Variants in two genes involved in the body’s immune response and inflammation were associated with age-of-onset of symptoms in Portuguese families with familial amyloid polyneuropathy (FAP), due to the common Val30Met mutation, a study shows.
The study, “C1QA and C1QC modify age‐at‐onset in familial amyloid polyneuropathy patients,” was published in the journal Annals of Clinical and Translational Neurology.
Familial amyloid polyneuropathy (FAP) is a rare, inherited disease caused by the abnormal deposits of protein in organs and tissues, mainly in the nerves, heart, kidneys, and eyes. These abnormal deposits build up slowly, and cause damage to the affected organs, leading to symptoms of the disease.
The condition is caused by mutations in the TTR gene, which directs the production of transthyretin, a protein that transports vitamin A (retinol), and a hormone called thyroxine, throughout the body. FAP is inherited in an autosomal dominant pattern, meaning that only one copy of the mutated TTR gene is needed to cause the disease. That means that children who get the abnormal gene from only one parent can still get the disease. However, not all people with a mutation will develop the disease.
Signs and symptoms start in adulthood, getting worse over time, and depend on where the amyloid protein accumulates. The symptoms include peripheral neuropathy — a loss of nerve function in the periphery of the body, including the feet, legs, hands, and arms — and autonomic neuropathy, when the nerves that control involuntary bodily functions, such as blood pressure, temperature control, and digestion, are damaged.
FAP is most common in certain populations of Portugal, Sweden, and Japan. The most common TTR gene mutation, known as Val30Met, occurs in about 1 in 583 people in some parts of Portugal, compared with about 1 in 100,000 people in the U.S. FAP was first identified in 1952 in several families in Portugal.
Age of symptoms onset varies widely, even within the same family, and can range from age 20 through 80. As a result, some people with the disease may never experience any symptoms, but may still pass the defective gene to their children.
Variation in age at onset is a hallmark of FAP due to Val30Met, “showing that this variant alone cannot explain it,” the researchers said.
Several studies in animal models, and in different human populations, suggest that variations in genes other than TTR may act as genetic modifiers, and influence the age at which the first symptoms emerge.
More recently, common variants of the C1QA gene, which codes for parts of C1q, were associated with earlier onset forms of FAP. Meanwhile, variants of the C1QC gene, which also codes for parts of C1q, were linked to a later onset form of FAP. These results suggest that C1q genes can affect functional pathways in the course of the disease.
In the light of this data, researchers from i3S, at University of Porto, in Portugal, sought to investigate if the C1QA and C1QC variants may act as genetic modifiers of age of onset in Portuguese families with a history of FAP due to Val30Met mutations.
To search for variants, DNA samples from 267 patients from 117 families were sequenced. These families came not only from the high‐penetrance (and early‐onset) regions, but also from the low‐penetrance (and late‐onset) areas of Portugal.
Computational analysis to assess genetic alterations and gene-gene interactions revealed five variants — two in C1QA and three in C1QC gene — that were associated with age at onset variability.
Two variants for C1QA gene — GA genotype of rs201693493 and CT genotype of rs149050968 — were significantly associated with later onset of symptoms, corresponding to a mean increase ofn 16 and 10 years, respectively. Computer predictions estimated that GA genotype of rs201693493 was involved in altering splicing of C1QA gene, a process that alters the final protein coded by the gene.

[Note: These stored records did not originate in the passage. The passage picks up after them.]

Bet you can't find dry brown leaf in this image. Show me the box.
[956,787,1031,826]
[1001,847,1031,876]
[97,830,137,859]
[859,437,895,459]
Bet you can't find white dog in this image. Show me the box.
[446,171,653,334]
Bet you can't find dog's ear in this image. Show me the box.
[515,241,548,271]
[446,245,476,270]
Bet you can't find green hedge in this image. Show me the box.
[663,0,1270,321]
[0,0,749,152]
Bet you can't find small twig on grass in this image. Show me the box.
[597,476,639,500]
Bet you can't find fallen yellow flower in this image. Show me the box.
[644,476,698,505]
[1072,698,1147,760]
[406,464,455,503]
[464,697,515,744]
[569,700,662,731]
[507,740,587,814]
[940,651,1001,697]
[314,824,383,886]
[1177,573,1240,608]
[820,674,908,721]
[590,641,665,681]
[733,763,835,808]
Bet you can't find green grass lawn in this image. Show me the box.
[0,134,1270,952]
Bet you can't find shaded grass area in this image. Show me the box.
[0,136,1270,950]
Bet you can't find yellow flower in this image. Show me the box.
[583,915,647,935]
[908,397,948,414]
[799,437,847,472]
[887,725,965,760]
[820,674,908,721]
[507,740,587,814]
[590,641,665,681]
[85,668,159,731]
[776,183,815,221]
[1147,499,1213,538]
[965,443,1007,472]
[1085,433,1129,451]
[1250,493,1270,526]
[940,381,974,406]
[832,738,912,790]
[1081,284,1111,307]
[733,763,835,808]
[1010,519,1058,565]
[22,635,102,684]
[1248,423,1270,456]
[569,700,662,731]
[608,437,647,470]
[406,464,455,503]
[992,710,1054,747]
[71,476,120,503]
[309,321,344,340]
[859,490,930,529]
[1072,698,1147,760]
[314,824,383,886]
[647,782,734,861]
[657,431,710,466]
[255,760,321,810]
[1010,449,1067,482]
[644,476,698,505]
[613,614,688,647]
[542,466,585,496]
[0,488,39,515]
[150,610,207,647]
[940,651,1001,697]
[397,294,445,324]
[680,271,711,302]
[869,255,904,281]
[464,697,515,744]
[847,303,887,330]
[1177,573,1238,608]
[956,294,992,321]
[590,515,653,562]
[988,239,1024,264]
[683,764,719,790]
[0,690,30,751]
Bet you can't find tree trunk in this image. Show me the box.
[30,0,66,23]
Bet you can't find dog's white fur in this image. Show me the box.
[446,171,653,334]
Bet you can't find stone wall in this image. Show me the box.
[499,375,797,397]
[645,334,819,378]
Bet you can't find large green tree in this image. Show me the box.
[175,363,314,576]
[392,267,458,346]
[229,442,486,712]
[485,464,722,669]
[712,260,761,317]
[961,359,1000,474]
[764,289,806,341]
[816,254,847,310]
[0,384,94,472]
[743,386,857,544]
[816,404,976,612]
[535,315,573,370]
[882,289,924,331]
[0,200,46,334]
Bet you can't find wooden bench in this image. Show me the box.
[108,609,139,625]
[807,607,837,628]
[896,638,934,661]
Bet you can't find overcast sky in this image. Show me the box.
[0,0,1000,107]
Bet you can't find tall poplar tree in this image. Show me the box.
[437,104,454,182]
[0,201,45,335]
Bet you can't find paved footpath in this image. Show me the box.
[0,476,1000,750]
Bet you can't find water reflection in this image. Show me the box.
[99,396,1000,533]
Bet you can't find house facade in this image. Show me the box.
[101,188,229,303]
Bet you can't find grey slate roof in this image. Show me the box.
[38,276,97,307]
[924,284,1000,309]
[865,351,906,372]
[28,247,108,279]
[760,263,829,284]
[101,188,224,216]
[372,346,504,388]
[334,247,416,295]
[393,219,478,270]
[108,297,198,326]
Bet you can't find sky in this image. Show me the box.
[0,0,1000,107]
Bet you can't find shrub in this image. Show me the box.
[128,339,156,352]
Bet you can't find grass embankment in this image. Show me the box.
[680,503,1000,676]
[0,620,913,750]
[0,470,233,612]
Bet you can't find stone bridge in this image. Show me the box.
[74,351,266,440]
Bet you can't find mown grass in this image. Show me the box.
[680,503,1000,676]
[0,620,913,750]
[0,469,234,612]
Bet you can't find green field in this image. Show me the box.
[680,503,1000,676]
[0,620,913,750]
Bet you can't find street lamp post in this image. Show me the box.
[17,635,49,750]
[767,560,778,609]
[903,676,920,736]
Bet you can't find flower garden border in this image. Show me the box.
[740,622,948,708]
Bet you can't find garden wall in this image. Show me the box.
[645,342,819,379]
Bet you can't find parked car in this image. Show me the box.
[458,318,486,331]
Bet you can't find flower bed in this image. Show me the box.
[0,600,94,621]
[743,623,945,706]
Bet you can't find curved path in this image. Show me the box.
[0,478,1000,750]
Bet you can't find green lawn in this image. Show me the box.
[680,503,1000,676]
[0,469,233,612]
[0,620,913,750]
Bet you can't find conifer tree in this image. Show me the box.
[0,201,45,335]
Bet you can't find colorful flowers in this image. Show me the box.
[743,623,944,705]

For C1QC, researchers found three significant variants. The first two — GA genotype of rs2935537 and GA genotype of rs201241346 — were associated with earlier onset of symptoms, with a decrease in mean age at onset of seven and 11 years, respectively. The third — GA genotype of rs200952686 — was associated with later‐onset, increasing it by a mean of 32 years.
No significant gene interactions were seen between C1QA and C1QC.
“Importantly, we conclude that C1QA was associated with later AO [age at onset] and C1QC may have a double role: some variants may confer earlier and other later AO, depending on the associated pathophysiological [disease-causing] mechanisms,” the investigators said.
Researchers add that this data confirms the role of complement C1Q genes in variability of age of onset, and reinforces the involvement of this immune pathway in modifying patient outcomes. Consistent with prior studies demonstrating the activation of inflammatory markers in different patient tissues, this study supports the idea that inflammation could play a role in symptoms onset.
The investigators noted that they cannot exclude that other genes and variations, not identified by their study, may also contribute to the variations in age of onset.